Below there is a picture of me from a couple of years ago, demonstrating one of the moves that we went over in class tonight – one that I can still do, even in my current state. There’s a lot of things I know how to do that I can’t do right now.
What I mean by my current state is that I’m, er, fluffier than I’ve ever been in my life. Being overweight is no fun. Yes, I know some people would love to be “only” as heavy as I am. Someone will always have it worse than I do. But that doesn’t mean that I have to accept my body the way that it is. Feeling more self-conscious than I have in a long time, buying larger and larger (and larger!) clothes, finding rolls where there used to be curves and all the other new experiences I’m having are not things that I want to get used to.
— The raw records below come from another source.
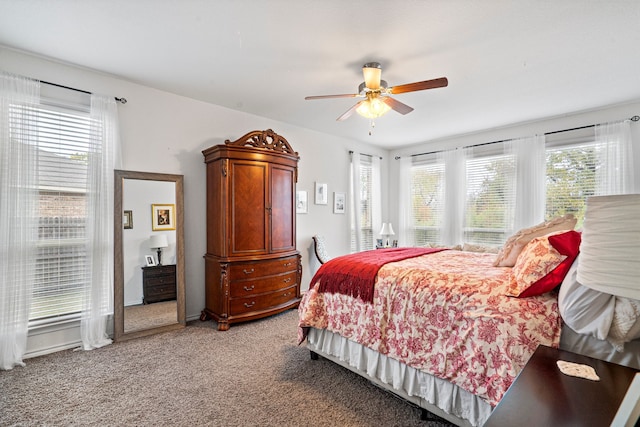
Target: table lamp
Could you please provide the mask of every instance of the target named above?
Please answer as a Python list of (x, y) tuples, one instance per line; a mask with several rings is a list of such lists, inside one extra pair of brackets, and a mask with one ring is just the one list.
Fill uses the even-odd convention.
[(162, 265), (162, 248), (169, 246), (166, 234), (153, 234), (151, 235), (151, 242), (149, 247), (158, 250), (158, 265)]
[(389, 247), (389, 236), (393, 236), (394, 233), (393, 232), (393, 227), (391, 226), (390, 222), (383, 222), (382, 223), (382, 230), (380, 230), (380, 235), (381, 236), (385, 236), (387, 238), (387, 242), (385, 243), (385, 247), (388, 248)]

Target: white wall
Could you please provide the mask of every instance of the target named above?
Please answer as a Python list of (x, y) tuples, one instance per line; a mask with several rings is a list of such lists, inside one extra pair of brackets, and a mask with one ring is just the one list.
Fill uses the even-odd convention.
[[(350, 150), (382, 156), (382, 182), (386, 183), (388, 152), (343, 138), (292, 126), (177, 96), (127, 82), (98, 71), (69, 66), (53, 60), (0, 47), (0, 68), (95, 93), (125, 97), (118, 105), (123, 143), (122, 169), (184, 175), (185, 275), (187, 320), (204, 308), (205, 165), (202, 150), (226, 139), (235, 140), (252, 130), (273, 129), (284, 136), (300, 155), (298, 190), (313, 196), (315, 181), (328, 184), (330, 203), (314, 205), (297, 216), (298, 248), (302, 254), (302, 289), (311, 280), (311, 236), (323, 234), (332, 255), (349, 252), (348, 215), (333, 214), (333, 192), (348, 192)], [(386, 184), (383, 184), (386, 194)], [(383, 219), (386, 203), (383, 197)], [(134, 217), (134, 227), (136, 224)], [(313, 267), (313, 265), (312, 265)]]

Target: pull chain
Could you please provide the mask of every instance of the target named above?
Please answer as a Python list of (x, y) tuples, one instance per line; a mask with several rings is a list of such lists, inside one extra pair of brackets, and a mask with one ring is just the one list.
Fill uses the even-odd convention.
[(371, 119), (371, 122), (369, 124), (371, 125), (371, 129), (369, 129), (369, 136), (371, 136), (373, 134), (373, 128), (376, 127), (376, 122)]

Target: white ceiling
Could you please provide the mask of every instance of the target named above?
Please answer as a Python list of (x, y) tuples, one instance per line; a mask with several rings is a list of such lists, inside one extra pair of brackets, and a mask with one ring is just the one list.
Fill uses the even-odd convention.
[[(386, 148), (640, 100), (639, 42), (638, 0), (0, 0), (2, 45)], [(336, 122), (355, 100), (304, 100), (371, 61), (449, 86), (371, 136)]]

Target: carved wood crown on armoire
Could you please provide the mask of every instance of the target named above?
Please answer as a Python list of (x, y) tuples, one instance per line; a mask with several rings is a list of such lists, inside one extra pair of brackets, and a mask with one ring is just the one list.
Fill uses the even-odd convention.
[(295, 308), (298, 153), (271, 129), (202, 152), (207, 165), (206, 306), (218, 330)]

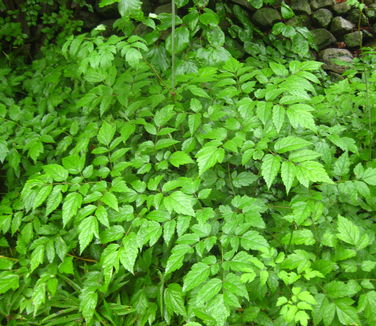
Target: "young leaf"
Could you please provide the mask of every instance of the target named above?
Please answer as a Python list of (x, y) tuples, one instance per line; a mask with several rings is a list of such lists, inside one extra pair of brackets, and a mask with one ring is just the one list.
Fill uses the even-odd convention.
[(309, 112), (312, 111), (312, 109), (313, 108), (307, 104), (294, 104), (289, 106), (286, 112), (293, 128), (301, 126), (316, 131), (317, 128), (313, 116)]
[(61, 194), (61, 185), (55, 186), (48, 199), (47, 199), (47, 205), (46, 205), (46, 216), (50, 215), (61, 203), (63, 200), (63, 195)]
[(10, 271), (0, 272), (0, 294), (9, 290), (17, 290), (19, 287), (19, 276)]
[(173, 154), (171, 154), (169, 161), (173, 166), (177, 168), (180, 165), (194, 163), (191, 157), (187, 153), (182, 151), (174, 152)]
[(274, 149), (277, 153), (286, 153), (288, 151), (294, 151), (300, 148), (304, 148), (310, 146), (312, 143), (295, 136), (288, 136), (284, 138), (280, 138), (274, 144)]
[(273, 183), (273, 180), (277, 176), (279, 169), (281, 167), (281, 157), (272, 155), (272, 154), (267, 154), (264, 156), (262, 160), (262, 165), (261, 165), (261, 175), (264, 178), (266, 185), (268, 188)]
[(311, 161), (315, 158), (320, 157), (321, 154), (310, 149), (302, 149), (301, 151), (292, 152), (289, 155), (289, 160), (295, 163), (300, 163), (304, 161)]
[(164, 292), (164, 299), (166, 303), (167, 311), (170, 314), (186, 315), (183, 291), (181, 286), (177, 283), (169, 284)]
[(119, 13), (122, 17), (128, 17), (141, 10), (140, 0), (119, 0)]
[(94, 316), (97, 302), (98, 294), (93, 290), (84, 289), (80, 294), (80, 311), (87, 323), (89, 323)]
[(108, 146), (111, 143), (112, 138), (114, 137), (116, 132), (115, 124), (110, 124), (107, 121), (104, 121), (101, 128), (98, 132), (98, 141), (99, 143)]
[(191, 252), (192, 248), (185, 244), (176, 245), (167, 259), (166, 274), (172, 273), (183, 265), (184, 256)]
[(133, 274), (133, 267), (138, 255), (137, 235), (134, 232), (124, 236), (119, 253), (121, 264)]
[(196, 263), (184, 277), (183, 291), (190, 291), (205, 282), (210, 275), (210, 267), (204, 263)]
[(243, 234), (240, 243), (246, 250), (258, 250), (261, 252), (267, 252), (269, 250), (268, 242), (257, 231), (248, 231)]
[(222, 281), (219, 278), (212, 278), (207, 281), (196, 295), (197, 306), (202, 306), (219, 293), (222, 289)]
[(57, 182), (65, 181), (68, 178), (68, 171), (59, 164), (45, 165), (43, 170)]
[(338, 229), (338, 233), (337, 233), (338, 239), (354, 246), (358, 244), (360, 240), (360, 231), (359, 231), (358, 226), (356, 226), (353, 222), (351, 222), (347, 218), (338, 216), (337, 229)]
[(168, 211), (178, 214), (195, 216), (193, 210), (193, 198), (181, 191), (174, 191), (170, 196), (163, 199), (163, 204)]
[(35, 196), (33, 209), (36, 209), (40, 205), (42, 205), (44, 201), (47, 199), (48, 195), (51, 193), (51, 191), (52, 191), (52, 185), (46, 185), (40, 188), (37, 195)]
[(99, 238), (98, 221), (95, 216), (89, 216), (83, 219), (78, 226), (78, 241), (80, 243), (80, 253), (89, 245), (93, 240), (94, 235)]
[(118, 200), (112, 192), (105, 192), (101, 198), (101, 202), (111, 207), (115, 211), (119, 211)]
[(342, 325), (361, 325), (358, 313), (346, 299), (338, 299), (335, 302), (338, 320)]
[(285, 121), (285, 109), (280, 105), (274, 105), (273, 124), (277, 132), (281, 131), (284, 121)]
[(293, 163), (285, 161), (282, 163), (281, 167), (281, 177), (283, 184), (286, 187), (286, 193), (289, 193), (291, 186), (294, 182), (296, 175), (296, 167)]
[(77, 214), (82, 204), (82, 196), (77, 192), (71, 192), (65, 198), (63, 203), (63, 226), (66, 226), (73, 216)]
[(324, 167), (319, 162), (305, 161), (300, 164), (300, 171), (312, 182), (326, 182), (334, 184), (329, 178)]

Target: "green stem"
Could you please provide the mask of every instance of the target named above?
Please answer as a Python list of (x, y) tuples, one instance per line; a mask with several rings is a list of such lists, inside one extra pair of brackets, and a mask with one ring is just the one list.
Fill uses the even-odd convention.
[(172, 16), (171, 16), (171, 90), (175, 90), (175, 0), (171, 0)]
I know how I got to the weight that I’m at. I take full responsibility, and I’m taking steps to fix it. Lately I’m starting to feel trapped in this body… it’s claustrophobic. Strangely, I’ve run into a lot of people that won’t work out because they want to be “in better shape first.” It boggles the mind, how extremely damaging our egos can be at the expense of our well-being. Fighting the urge to hide and just hope for a shift in my body, I am putting myself out there as much as possible. Moving, being more mindful of my eating habits, looking for ways to encourage weight loss.
In the meantime, I’m practicing svadhyaya (self study) and santosha (contentment). It’s somewhat difficult to practice both at the same time, I find. Once some defect or issue gets discovered, I want it fixed right now. But just because you decide on a course of action, the results do not happen instantly, and I am working on being radically self-accepting even though I’m not where I want to be.
I have faith and hope that I will actually come to acceptance in my physical aspect. I am setting an intention that I will be great with whatever shape I end up with, as long as it allows me to fly on the pole! That will be something if I can accomplish that deep of self love.
A lot of women have issues with weight, regardless of shape and size. Every woman I ever met has something to “work on” no matter how gorgeous she is. Do you know anyone that is okay with her body? Are you okay with yours? What do you do to help you be more accepting of your physical self? I would love to hear your input on this issue. If you’re not comfortable posting on my blog for all to see, feel free to share your story with me privately with a message on my Hope on Heels Facebook page.
C.S. Lewis said “You don’t have a soul. You are a soul. You have a body.”